Through bargaining, we were able to afford a much larger storage tank than originally anticipated of 500 L. The tank was purchased on February 8th and kept safe at a member’s home until installation on the 9th. On February 9th, the well construction was completed.
Laminated posters on proper hand-washing were hung in both classrooms and near the handwashing station by nursery school teacher Martha Shigali, and the tank was situated within a platform structure constructed from materials provided by the Angaza group. This structure will ensure the security of the tank and discourage theft. The tank was placed between the latrines and the classrooms, just under the classroom roof. This was decided by the Angaza Nursery School teachers so that in the future they can save some money and arrange a water catchment system from the classroom roof to the tank.

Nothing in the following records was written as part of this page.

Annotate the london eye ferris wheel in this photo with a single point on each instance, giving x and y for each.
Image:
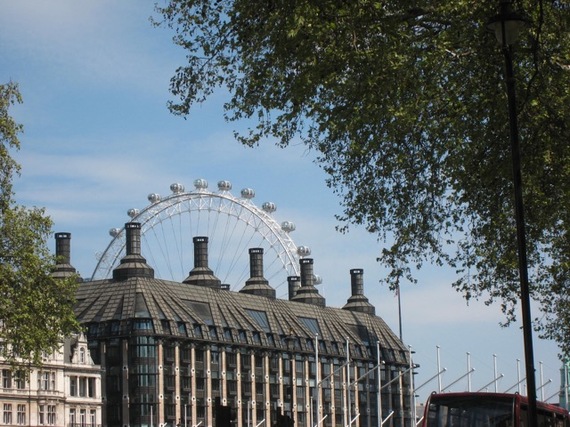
(233, 224)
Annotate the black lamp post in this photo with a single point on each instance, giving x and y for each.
(506, 26)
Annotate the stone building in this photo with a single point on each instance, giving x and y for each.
(198, 354)
(64, 391)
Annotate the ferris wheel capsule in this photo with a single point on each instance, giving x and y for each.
(200, 184)
(177, 188)
(133, 212)
(288, 226)
(221, 206)
(269, 207)
(153, 198)
(248, 193)
(224, 185)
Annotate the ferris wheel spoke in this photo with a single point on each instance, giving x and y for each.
(232, 224)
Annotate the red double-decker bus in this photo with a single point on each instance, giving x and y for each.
(471, 409)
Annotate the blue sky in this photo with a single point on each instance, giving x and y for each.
(98, 139)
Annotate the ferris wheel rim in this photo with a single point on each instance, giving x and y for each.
(288, 255)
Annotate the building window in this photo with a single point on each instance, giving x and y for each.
(91, 387)
(73, 386)
(43, 380)
(20, 380)
(82, 386)
(6, 378)
(51, 415)
(21, 415)
(72, 416)
(7, 414)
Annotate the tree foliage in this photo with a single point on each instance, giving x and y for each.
(35, 308)
(405, 104)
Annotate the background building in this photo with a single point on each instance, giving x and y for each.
(197, 354)
(65, 391)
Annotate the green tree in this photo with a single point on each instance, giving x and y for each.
(405, 104)
(35, 308)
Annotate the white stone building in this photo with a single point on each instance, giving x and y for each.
(64, 391)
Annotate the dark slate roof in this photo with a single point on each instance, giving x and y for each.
(179, 307)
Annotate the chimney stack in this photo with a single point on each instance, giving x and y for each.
(257, 284)
(294, 283)
(358, 302)
(63, 267)
(133, 264)
(307, 293)
(201, 275)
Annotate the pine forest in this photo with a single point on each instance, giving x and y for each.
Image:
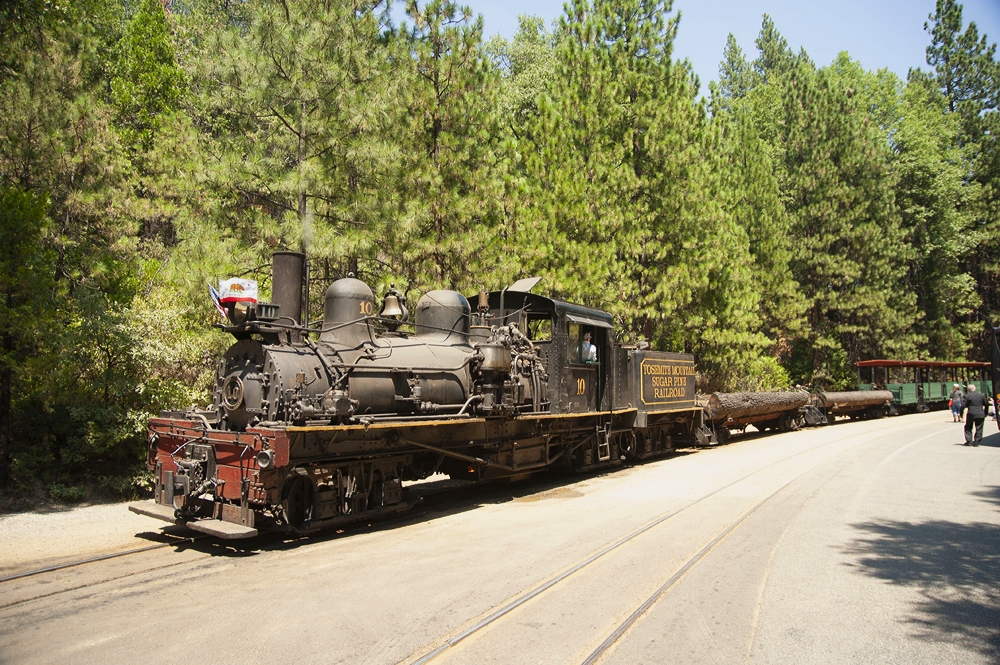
(780, 225)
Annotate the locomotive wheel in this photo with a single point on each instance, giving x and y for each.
(299, 501)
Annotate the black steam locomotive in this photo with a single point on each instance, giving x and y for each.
(311, 428)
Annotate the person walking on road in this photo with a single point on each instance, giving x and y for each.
(975, 405)
(956, 404)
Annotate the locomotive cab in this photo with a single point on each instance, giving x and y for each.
(560, 332)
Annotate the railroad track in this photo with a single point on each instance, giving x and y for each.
(494, 618)
(434, 500)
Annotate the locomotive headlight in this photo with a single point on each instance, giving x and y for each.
(265, 459)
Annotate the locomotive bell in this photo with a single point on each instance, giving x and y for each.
(390, 307)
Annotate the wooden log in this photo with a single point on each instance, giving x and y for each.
(853, 400)
(742, 405)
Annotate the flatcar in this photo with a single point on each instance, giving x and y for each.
(316, 427)
(922, 385)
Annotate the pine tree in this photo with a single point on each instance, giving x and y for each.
(294, 119)
(968, 75)
(451, 201)
(736, 77)
(775, 58)
(850, 253)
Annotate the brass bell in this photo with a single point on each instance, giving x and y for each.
(390, 307)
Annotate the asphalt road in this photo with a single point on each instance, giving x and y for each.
(867, 542)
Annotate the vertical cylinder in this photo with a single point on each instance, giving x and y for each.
(287, 273)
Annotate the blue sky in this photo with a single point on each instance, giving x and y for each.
(878, 33)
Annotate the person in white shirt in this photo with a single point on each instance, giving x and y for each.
(589, 350)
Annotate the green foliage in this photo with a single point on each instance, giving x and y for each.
(820, 215)
(449, 224)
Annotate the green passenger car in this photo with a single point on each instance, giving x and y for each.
(922, 385)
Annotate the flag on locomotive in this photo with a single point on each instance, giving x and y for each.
(237, 290)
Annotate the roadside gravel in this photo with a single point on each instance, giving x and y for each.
(41, 538)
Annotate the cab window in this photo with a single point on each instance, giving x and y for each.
(578, 345)
(539, 328)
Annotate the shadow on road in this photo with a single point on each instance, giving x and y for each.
(956, 568)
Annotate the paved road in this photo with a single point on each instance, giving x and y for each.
(869, 542)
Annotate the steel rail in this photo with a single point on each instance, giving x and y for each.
(32, 573)
(511, 606)
(649, 602)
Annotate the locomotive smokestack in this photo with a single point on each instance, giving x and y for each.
(287, 275)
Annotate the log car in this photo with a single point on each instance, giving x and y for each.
(725, 412)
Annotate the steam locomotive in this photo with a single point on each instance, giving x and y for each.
(304, 434)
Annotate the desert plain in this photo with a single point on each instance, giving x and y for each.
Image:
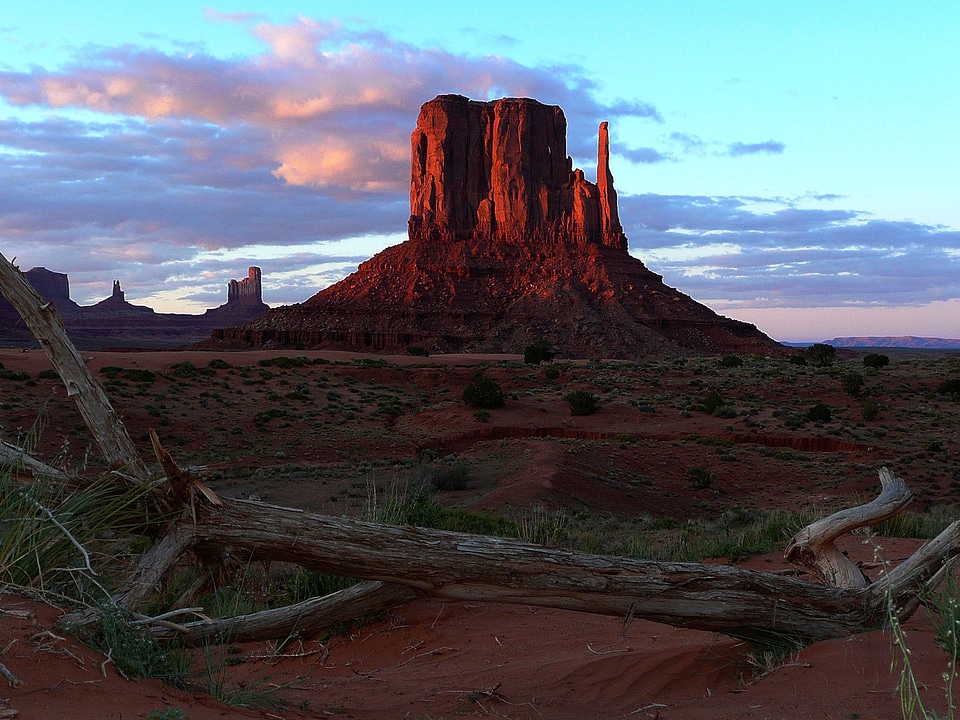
(684, 458)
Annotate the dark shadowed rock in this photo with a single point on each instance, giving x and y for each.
(507, 244)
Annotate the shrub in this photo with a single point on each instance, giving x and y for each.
(852, 383)
(819, 412)
(699, 477)
(875, 360)
(13, 375)
(949, 387)
(539, 351)
(582, 402)
(483, 392)
(821, 354)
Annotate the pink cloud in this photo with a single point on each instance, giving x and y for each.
(337, 105)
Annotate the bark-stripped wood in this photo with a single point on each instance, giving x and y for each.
(298, 621)
(761, 607)
(41, 317)
(813, 548)
(18, 459)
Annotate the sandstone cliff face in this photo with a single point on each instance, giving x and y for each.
(507, 244)
(500, 170)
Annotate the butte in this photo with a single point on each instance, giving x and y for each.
(508, 244)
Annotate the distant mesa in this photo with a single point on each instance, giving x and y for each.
(117, 322)
(508, 244)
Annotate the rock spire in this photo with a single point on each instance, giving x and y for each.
(500, 170)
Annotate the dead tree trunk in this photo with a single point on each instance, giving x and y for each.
(403, 561)
(41, 317)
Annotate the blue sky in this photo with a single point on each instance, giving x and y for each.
(788, 164)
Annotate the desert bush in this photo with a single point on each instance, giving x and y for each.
(13, 375)
(582, 402)
(821, 354)
(540, 351)
(483, 392)
(699, 477)
(875, 360)
(819, 412)
(949, 387)
(852, 383)
(454, 477)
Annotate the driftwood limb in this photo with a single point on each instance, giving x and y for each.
(760, 607)
(300, 620)
(405, 561)
(18, 458)
(41, 317)
(813, 548)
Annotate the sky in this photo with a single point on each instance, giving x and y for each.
(788, 164)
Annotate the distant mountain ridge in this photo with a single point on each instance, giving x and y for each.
(902, 341)
(115, 322)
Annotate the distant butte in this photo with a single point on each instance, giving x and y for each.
(508, 244)
(116, 322)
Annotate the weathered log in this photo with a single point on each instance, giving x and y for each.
(298, 621)
(41, 317)
(17, 458)
(813, 548)
(761, 607)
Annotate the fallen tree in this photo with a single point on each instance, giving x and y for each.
(402, 562)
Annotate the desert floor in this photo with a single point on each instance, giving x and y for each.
(337, 432)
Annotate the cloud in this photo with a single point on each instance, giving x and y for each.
(643, 156)
(145, 161)
(770, 147)
(721, 249)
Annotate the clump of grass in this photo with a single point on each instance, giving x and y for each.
(582, 402)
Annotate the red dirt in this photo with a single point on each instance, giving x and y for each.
(433, 659)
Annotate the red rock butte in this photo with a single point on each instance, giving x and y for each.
(508, 244)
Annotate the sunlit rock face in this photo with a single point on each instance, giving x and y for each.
(499, 170)
(508, 244)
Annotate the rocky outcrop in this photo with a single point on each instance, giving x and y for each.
(499, 170)
(117, 322)
(507, 244)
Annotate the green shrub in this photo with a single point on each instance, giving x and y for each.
(949, 387)
(875, 360)
(852, 383)
(582, 402)
(821, 354)
(699, 477)
(819, 412)
(483, 392)
(539, 351)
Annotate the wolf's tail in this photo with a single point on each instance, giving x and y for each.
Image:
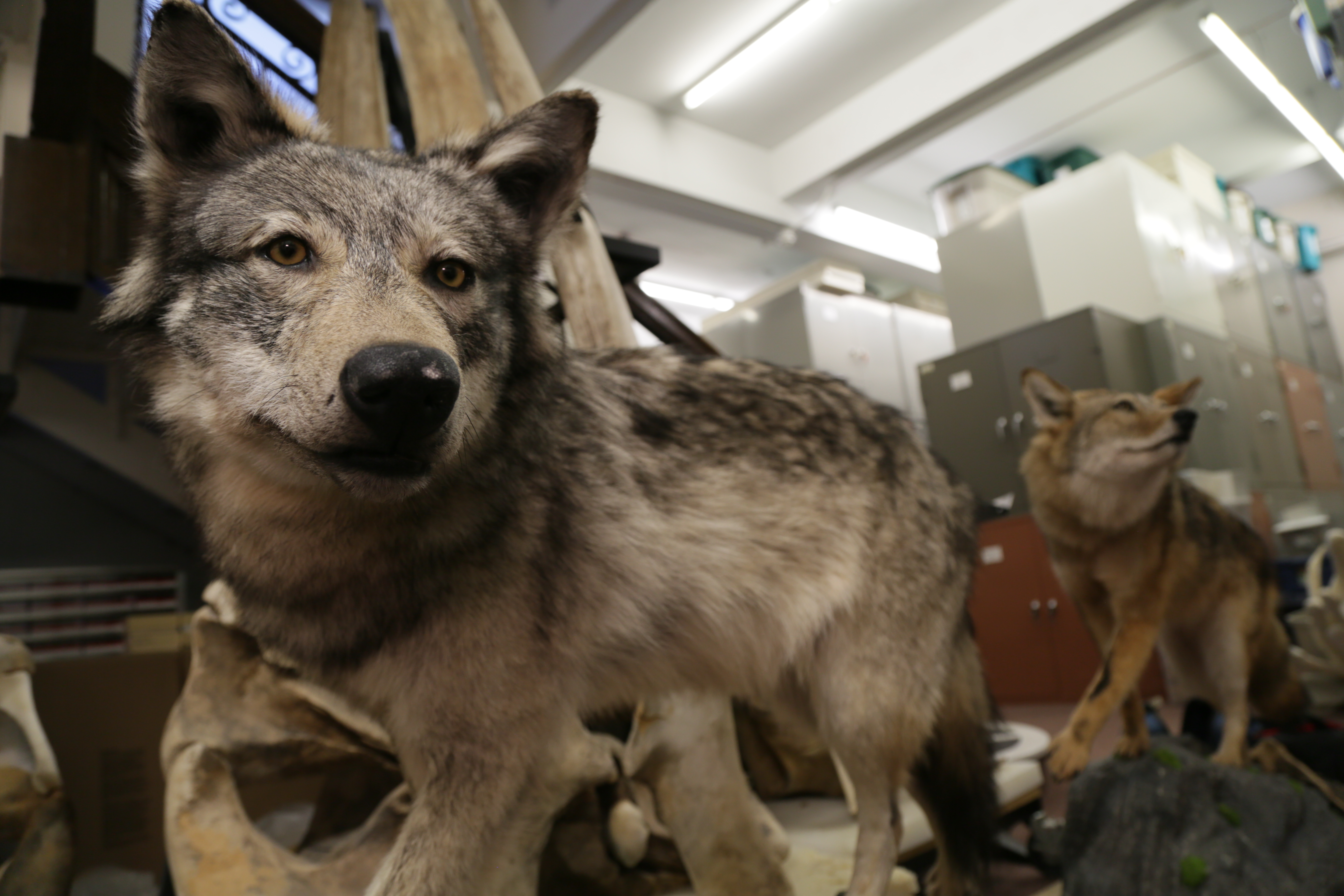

On Monday, February 15, the neighboring community members were invited, as well as Angaza members, to the school compound for an official opening of the well. They were surprised and grateful to know that they now not only have access to clean water but that it is free. Normally in this area when private compounds construct wells, there is a fee for fetching water from them. They were informed that there will be an Angaza member on the compound every day from 4 pm to 6 pm to unlock the well for public use. This time frame ensures that the well stays secure throughout the night and that during the day when the kids are present, they will not be distracted by people coming into the compound for water.
Kaylan relates quotes from the community:
“We are so grateful to have water at the school. There is nothing more important to have at a nursery school than clean water.” –Evans Shigali, Angaza member and Early Childhood Development teacher
“This is something that will last for many, many years. The number of people who will be impacted from this cannot be counted.” –Elly Chepkwony, Angaza Project Coordinator
We again wish to thank The Soneva SLOW LIFE Trust, together with Kaylan’s friends and family, for providing the funding for this project.